Before beginning the activity, join the information on trips and travel time to the `sf` object. Note that to complete the join, the identifier (in this case `GTA06`) must be in the same format in both data frames:
```{r}
travel_time_car$GTA06 <- factor(travel_time_car$GTA06)

# Travel time
HamiltonDAs <- left_join(HamiltonDAs, travel_time_car, by = "GTA06")
# Trips by mode
HamiltonDAs <- left_join(HamiltonDAs, trips_by_mode, by = "GTA06")
```

The analysis will be based on travel by car in the Hamilton CMA. Calculate the proportion of trips by car by TAZ:
```{r}
HamiltonDAs <- mutate(HamiltonDAs, Auto_driver.prop = Auto_driver / (Auto_driver + Cycle + Walk))
```

Note that the proportion of people who traveled by car as passengers are not included in the denominator of the proportion! This is because every trip as a passenger is already included in trips with one driver.

## Activity

**NOTE**: Activities include technical "how to" tasks/questions. Usually, these ask you to practice using the software to organize data, create plots, and so on in support of analysis and interpretation.

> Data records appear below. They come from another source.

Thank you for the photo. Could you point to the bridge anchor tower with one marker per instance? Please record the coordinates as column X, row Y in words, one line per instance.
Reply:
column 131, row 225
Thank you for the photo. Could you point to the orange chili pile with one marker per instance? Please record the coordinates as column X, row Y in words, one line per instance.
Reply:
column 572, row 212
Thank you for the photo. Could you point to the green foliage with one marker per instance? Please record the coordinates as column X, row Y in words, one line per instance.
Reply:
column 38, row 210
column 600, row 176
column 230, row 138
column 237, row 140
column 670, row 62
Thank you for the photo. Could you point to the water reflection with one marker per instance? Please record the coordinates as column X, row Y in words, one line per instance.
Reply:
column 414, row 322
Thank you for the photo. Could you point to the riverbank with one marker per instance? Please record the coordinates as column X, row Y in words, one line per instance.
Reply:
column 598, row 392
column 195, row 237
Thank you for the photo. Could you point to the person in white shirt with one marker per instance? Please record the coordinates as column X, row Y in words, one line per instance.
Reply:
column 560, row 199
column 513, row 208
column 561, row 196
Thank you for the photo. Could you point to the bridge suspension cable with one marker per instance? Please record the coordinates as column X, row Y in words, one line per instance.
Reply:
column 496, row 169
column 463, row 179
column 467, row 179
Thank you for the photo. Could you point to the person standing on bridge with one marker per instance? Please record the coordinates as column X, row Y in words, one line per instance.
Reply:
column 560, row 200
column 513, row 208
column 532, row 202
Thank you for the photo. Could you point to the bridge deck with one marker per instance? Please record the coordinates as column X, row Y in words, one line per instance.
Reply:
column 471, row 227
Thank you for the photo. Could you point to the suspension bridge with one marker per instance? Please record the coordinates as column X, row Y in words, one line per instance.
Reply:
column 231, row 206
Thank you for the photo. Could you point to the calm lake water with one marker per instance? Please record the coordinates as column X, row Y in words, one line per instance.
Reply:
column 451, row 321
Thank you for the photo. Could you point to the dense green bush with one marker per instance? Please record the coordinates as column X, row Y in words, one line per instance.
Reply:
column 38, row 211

The second type of questions ask you to activate your brainware and to think geographically and statistically.

::: {.infobox .software data-latex="{software}"}
**Activity Part I**
:::

1. Examine your dataframe. What variables are included? Are there any missing values?

2. Map the variable `Auto_driver.prop`. Then use Moran's I to test for spatial autocorrelation. 

3. Estimate a regression model using the variables `Pop_Density` and travel time in `minutes`.

::: {.infobox .brainware data-latex="{brainware}"}
**Activity Part II**
:::

4. What does the analysis of autocorrelation in Question 2 tell you about `Auto_driver.prop`? Would you say that autocorrelation in this variable is a sign that autocorrelation will be an issue in regression analysis? Why or why not?

5. Discuss the model you estimated in Question 3. Next, examine its residuals. Would you say that they are spatially random/independent?

6. Propose ways to improve your model.